Nel giro di 9 mesi in Veneto sono state contattate 1.194 persone a rischio di grave sfruttamento sessuale o lavorativo, tanto che per 484 è scattata l'assistenza di prossimità, con 107 prese in carico attraverso programmi di protezione e inclusione sociale. È il bilancio del progetto Navigare registrato da luglio a marzo, dopo che a metà dello scorso anno la Regione ha assunto la gestione della rete antitratta in continuità con la precedente esperienza del programma Nave curato dal Comune di Venezia, diventando oltretutto capofila del numero verde nazionale (800 290290) che raccoglie le richieste di aiuto.

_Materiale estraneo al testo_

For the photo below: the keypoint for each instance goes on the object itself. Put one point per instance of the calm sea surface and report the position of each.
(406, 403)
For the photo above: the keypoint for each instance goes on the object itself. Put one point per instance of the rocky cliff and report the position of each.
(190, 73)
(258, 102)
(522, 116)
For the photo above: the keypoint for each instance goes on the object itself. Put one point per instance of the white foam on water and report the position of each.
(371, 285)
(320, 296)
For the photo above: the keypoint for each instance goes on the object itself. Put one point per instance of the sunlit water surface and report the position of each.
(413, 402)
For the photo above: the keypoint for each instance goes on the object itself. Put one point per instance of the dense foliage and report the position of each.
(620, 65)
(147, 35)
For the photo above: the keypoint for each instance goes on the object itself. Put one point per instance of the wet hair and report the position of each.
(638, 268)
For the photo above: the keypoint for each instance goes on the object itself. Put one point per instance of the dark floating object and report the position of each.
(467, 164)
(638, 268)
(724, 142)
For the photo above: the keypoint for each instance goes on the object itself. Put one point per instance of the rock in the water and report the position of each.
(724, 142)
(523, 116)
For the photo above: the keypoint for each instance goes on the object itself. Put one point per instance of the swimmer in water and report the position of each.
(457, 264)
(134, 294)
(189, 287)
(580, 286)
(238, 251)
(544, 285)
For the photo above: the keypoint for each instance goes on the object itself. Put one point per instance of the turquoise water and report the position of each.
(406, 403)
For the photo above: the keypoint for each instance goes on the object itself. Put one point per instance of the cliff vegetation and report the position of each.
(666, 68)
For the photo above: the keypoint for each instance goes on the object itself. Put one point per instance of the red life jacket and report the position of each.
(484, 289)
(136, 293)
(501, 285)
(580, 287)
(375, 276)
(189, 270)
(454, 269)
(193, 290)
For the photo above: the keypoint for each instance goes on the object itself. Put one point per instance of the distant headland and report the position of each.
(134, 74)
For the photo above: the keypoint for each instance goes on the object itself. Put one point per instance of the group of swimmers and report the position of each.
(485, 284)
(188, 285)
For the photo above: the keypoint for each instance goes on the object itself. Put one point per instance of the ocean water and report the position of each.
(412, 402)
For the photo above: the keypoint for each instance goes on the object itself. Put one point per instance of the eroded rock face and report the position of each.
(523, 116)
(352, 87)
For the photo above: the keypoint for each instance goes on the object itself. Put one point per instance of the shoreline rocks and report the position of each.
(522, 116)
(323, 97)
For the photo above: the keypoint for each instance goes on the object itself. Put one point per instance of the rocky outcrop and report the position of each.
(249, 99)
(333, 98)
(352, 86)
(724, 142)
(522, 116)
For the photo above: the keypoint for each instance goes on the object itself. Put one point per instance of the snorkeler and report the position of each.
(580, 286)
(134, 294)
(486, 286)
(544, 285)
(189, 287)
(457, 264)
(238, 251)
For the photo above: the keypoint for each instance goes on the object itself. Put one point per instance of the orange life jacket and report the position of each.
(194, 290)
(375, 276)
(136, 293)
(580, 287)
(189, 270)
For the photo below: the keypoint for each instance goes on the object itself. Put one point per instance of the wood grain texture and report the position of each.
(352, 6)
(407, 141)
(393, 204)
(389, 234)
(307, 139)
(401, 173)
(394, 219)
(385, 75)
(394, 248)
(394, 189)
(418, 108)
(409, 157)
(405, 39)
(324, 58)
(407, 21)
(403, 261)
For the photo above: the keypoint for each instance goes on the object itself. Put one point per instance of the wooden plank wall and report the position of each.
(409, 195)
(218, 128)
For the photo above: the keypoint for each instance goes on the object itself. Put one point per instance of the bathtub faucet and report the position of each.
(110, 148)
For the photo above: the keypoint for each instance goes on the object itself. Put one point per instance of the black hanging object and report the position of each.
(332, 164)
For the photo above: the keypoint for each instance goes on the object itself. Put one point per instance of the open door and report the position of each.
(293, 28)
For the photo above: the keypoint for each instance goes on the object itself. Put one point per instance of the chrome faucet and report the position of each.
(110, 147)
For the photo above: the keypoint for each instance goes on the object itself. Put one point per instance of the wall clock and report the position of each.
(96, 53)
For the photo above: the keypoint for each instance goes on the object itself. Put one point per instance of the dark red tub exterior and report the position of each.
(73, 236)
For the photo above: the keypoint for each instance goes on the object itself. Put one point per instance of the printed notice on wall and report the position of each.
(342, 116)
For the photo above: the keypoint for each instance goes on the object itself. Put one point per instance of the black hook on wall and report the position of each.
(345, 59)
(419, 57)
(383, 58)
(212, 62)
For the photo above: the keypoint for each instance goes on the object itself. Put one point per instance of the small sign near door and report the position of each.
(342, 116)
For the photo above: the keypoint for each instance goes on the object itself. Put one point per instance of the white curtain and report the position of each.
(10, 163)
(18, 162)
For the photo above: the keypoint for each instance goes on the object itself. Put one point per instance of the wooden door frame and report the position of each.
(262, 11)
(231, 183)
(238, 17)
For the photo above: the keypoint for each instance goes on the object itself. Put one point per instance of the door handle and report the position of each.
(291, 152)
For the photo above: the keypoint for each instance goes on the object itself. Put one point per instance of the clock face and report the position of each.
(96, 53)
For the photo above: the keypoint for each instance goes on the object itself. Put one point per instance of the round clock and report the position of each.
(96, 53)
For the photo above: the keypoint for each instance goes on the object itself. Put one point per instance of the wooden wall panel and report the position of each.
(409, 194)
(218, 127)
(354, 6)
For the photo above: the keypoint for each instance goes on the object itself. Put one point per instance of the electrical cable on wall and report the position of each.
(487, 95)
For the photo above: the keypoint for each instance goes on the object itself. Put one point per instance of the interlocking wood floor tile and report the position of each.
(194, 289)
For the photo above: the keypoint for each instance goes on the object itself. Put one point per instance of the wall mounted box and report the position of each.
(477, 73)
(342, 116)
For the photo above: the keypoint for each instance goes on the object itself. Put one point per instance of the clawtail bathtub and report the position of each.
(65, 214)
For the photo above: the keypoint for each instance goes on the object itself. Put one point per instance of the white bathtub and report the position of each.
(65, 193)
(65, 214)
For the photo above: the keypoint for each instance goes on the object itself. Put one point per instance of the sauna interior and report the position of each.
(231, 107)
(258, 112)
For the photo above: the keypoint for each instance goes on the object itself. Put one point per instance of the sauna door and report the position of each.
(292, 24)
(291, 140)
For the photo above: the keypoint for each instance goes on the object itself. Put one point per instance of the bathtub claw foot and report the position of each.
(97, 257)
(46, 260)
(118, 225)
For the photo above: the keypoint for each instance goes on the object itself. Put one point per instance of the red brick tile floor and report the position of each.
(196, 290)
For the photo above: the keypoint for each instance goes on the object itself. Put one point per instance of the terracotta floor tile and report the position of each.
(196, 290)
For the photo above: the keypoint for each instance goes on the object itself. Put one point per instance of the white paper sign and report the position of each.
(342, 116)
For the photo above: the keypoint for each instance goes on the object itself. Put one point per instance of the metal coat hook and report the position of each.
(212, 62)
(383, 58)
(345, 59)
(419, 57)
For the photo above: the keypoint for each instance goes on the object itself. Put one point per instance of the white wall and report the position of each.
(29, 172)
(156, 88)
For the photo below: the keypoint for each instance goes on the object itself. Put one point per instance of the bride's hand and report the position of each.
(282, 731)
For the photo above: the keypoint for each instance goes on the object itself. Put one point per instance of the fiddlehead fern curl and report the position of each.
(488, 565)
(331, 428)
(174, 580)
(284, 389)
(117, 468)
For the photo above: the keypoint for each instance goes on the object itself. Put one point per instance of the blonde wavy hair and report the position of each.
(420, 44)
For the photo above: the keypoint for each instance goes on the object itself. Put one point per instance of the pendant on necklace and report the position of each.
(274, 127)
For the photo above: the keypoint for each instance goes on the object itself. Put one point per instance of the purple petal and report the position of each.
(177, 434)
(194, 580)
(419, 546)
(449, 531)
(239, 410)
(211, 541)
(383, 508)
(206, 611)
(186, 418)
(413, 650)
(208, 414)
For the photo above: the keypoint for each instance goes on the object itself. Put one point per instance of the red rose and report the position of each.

Su questo sfondo Palazzo Balbi ha siglato un accordo con il Tribunale lagunare, primo nel suo genere in Italia, che punta a favorire il tempestivo riconoscimento delle vittime e ad accelerare la definizione dei relativi procedimenti giudiziari di protezione internazionale: «È un obbligo morale e un segnale di civiltà fare tutto il possibile, ognuno nel proprio ambito di competenze, contro un fenomeno inqualificabile», ha commentato il governatore Luca Zaia.
I DATI
Dalle prostitute ridotte in schiavitù, ai braccianti ostaggio dei caporali, anche le cronache venete sono punteggiate di episodi allarmanti.
I CANALI
I percorsi di richiesta della protezione (internazionale, sussidiaria e umanitaria) sono canali in cui possono transitare le persone vittime di reclutamento, a cui può accompagnarsi lo sfruttamento. È qui, nel lavoro svolto da magistrati e avvocati all'interno delle 4 Commissioni territoriali di Padova, Treviso, Vicenza e Verona, che interverrà il testo appena firmato. «Se dal fascicolo emergerà la presenza dei cosiddetti indici di tratta ha chiarito Laganà l'udienza verrà sospesa e rifissata. Nel frattempo il Tribunale potrà acquisire tutta la documentazione, pure quella secretata, in modo da coinvolgere gli operatori e i mediatori del progetto Navigare, per l'avvio delle attività di assistenza alle vittime, su cui spesso gravano minacce di ritorsioni sulle loro famiglie e rituali magici per vincolarle al silenzio, tanto che non è facile rompere il muro di omertà». A loro sarà offerta una via di fuga dalla schiavitù: una casa, un lavoro, l'assistenza sanitaria e legale. «Un modello che merita di essere esportato in tutta Italia», ha osservato Stefano Pes, rappresentante italiano dell'Agenzia dell'Unione europea per l'asilo.